Tiffany Haddish in a scene from “The Card Counter.” (Courtesy of Focus Features)

Cirk wants revenge and tries to draw Tell into his scheme. Tell can no longer deny to himself his hidden demons. Recalling his proficiency at carrying out Gordo’s directions he writes: “I had it in me. I had the right stuff.” Believing he can steer Cirk away from his bound-to-fail plot to torture and kill Gordo, Tell takes him under his wing, and signs up with a gambling backer, La Linda (Tiffany Haddish), to raise a nest egg for Cirk.

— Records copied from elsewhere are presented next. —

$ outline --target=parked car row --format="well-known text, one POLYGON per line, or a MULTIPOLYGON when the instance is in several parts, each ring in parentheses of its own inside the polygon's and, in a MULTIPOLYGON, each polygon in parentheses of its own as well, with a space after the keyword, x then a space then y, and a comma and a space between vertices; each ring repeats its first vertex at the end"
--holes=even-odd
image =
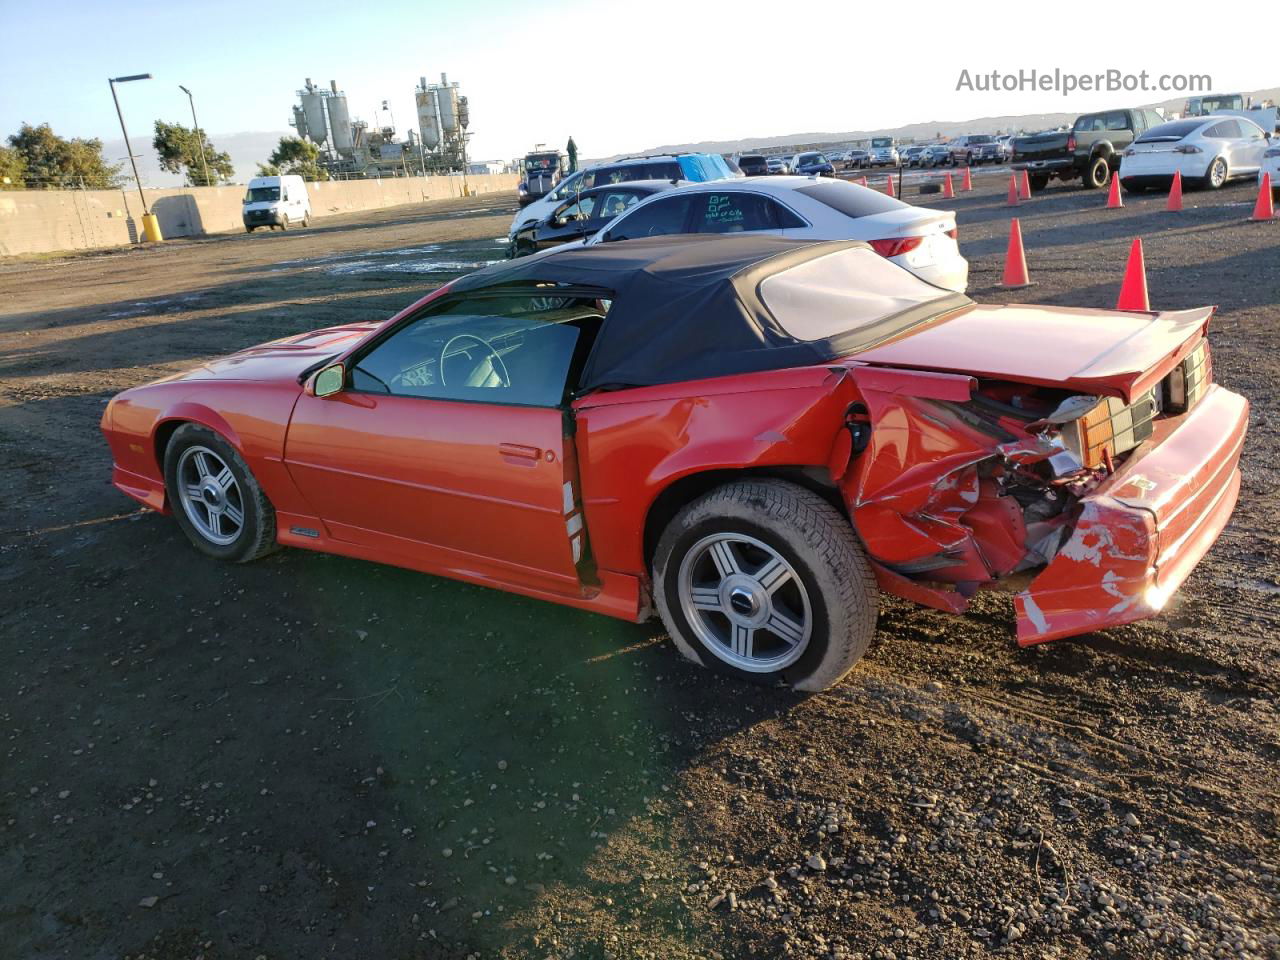
MULTIPOLYGON (((1252 120, 1229 114, 1167 121, 1156 110, 1104 110, 1078 117, 1069 130, 1019 137, 1015 170, 1027 171, 1033 190, 1051 180, 1105 187, 1112 176, 1135 193, 1168 189, 1180 173, 1188 186, 1217 189, 1238 177, 1260 176, 1273 135, 1252 120)), ((1271 153, 1271 156, 1268 154, 1271 153)))
POLYGON ((835 158, 830 154, 812 150, 777 156, 765 156, 762 153, 744 153, 738 156, 736 162, 743 175, 748 177, 788 173, 804 176, 818 174, 823 177, 834 177, 836 174, 835 158))
POLYGON ((543 220, 513 225, 510 253, 522 257, 562 244, 593 246, 686 233, 864 240, 936 286, 963 292, 968 285, 969 264, 956 242, 954 213, 816 174, 593 187, 565 199, 543 220))

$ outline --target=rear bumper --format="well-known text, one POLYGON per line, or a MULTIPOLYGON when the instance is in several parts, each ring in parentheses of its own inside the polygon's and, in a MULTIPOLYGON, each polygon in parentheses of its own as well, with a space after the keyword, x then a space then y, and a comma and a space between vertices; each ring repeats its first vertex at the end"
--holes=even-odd
POLYGON ((1054 160, 1019 160, 1013 165, 1015 170, 1026 170, 1028 173, 1066 173, 1075 170, 1074 159, 1062 157, 1054 160))
POLYGON ((1014 600, 1018 644, 1155 616, 1231 518, 1244 397, 1213 386, 1081 501, 1071 538, 1014 600))

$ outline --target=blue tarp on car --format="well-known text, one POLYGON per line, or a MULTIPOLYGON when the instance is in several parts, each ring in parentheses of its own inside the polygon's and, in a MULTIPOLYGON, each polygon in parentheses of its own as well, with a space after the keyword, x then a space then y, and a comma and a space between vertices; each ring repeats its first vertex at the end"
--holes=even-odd
POLYGON ((688 153, 677 157, 685 180, 706 183, 709 180, 727 180, 733 171, 718 153, 688 153))

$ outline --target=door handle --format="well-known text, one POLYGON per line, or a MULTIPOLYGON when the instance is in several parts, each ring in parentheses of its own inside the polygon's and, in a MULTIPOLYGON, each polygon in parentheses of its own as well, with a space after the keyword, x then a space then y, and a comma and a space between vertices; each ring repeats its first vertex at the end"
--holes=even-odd
POLYGON ((500 443, 498 444, 498 453, 504 457, 513 457, 517 460, 533 460, 535 463, 542 459, 542 451, 540 449, 526 446, 523 443, 500 443))

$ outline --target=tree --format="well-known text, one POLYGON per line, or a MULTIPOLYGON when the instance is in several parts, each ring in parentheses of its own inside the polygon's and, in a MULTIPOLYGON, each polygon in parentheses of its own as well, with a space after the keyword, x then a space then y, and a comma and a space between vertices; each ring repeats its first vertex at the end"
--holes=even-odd
POLYGON ((301 137, 281 137, 267 162, 258 164, 260 177, 280 174, 296 174, 304 180, 329 179, 329 171, 320 166, 320 148, 301 137))
POLYGON ((214 186, 235 175, 231 156, 219 153, 203 130, 192 130, 180 123, 156 121, 155 139, 151 145, 160 155, 160 166, 170 173, 181 173, 193 187, 214 186), (204 146, 203 162, 200 147, 204 146), (205 168, 208 168, 208 180, 205 168))
POLYGON ((21 190, 26 184, 27 161, 17 150, 0 147, 0 190, 21 190))
POLYGON ((25 168, 22 178, 28 187, 103 190, 120 186, 120 164, 102 159, 101 140, 65 140, 47 123, 38 127, 24 123, 22 129, 10 135, 9 146, 25 168))

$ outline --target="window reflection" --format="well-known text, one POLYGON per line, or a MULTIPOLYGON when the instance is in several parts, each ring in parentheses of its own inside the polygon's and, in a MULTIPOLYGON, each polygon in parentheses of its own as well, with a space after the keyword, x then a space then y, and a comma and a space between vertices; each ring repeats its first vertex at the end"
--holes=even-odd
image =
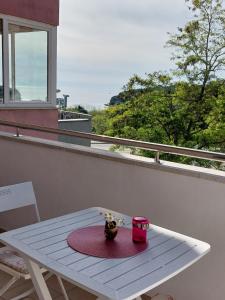
POLYGON ((48 34, 9 24, 11 101, 47 101, 48 34))

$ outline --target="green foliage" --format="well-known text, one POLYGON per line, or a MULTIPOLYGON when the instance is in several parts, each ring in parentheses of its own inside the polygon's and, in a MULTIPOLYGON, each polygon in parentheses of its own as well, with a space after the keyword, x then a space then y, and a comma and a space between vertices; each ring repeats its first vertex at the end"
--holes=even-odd
POLYGON ((90 114, 92 115, 92 131, 100 135, 106 134, 109 124, 105 110, 93 110, 90 114))
MULTIPOLYGON (((171 74, 134 75, 124 102, 98 112, 99 134, 202 150, 225 150, 225 10, 222 0, 186 0, 193 20, 171 35, 177 69, 171 74), (179 79, 179 80, 178 80, 179 79)), ((152 156, 139 150, 136 153, 152 156)), ((219 168, 212 163, 164 154, 163 158, 219 168)))
MULTIPOLYGON (((199 93, 198 85, 184 81, 174 83, 167 74, 165 81, 162 73, 148 76, 151 83, 145 93, 100 111, 93 117, 96 133, 202 150, 225 150, 223 81, 208 83, 205 100, 199 103, 195 100, 199 93)), ((146 150, 136 151, 136 154, 154 155, 146 150)), ((219 167, 217 163, 168 154, 162 159, 219 167)))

She places him into poker tournaments, taking a cut of the winnings, where Tell faces off frequently with a “U-S-A”-chanting poker star and a walking metaphor for blind patriotism.

There is a lot that’s a little awkward about how all this works. The dialogue is sometimes clunky. Haddish, gamely trying her most dramatic role, doesn’t quite fit in. But, then again, many of the parts of “The Card Counter” don’t quite fit. Toggling between Texas Hold ’em and Iraq War nightmares makes for a head-spinning collision.

But I think the incongruities of “The Card Counter” also give it its power. Schrader’s film is so self-evidently the impassioned work of a singularly feverish mind that its flaws add to its humanity. The atrocities and shame of Abu Ghraib should come back as a piercing interruption. In Isaac’s masterful performance, the deep-seated guilt of the Schrader protagonist takes on national proportions. Some elements may be out of balance in “The Card Counter,” but its morality isn’t.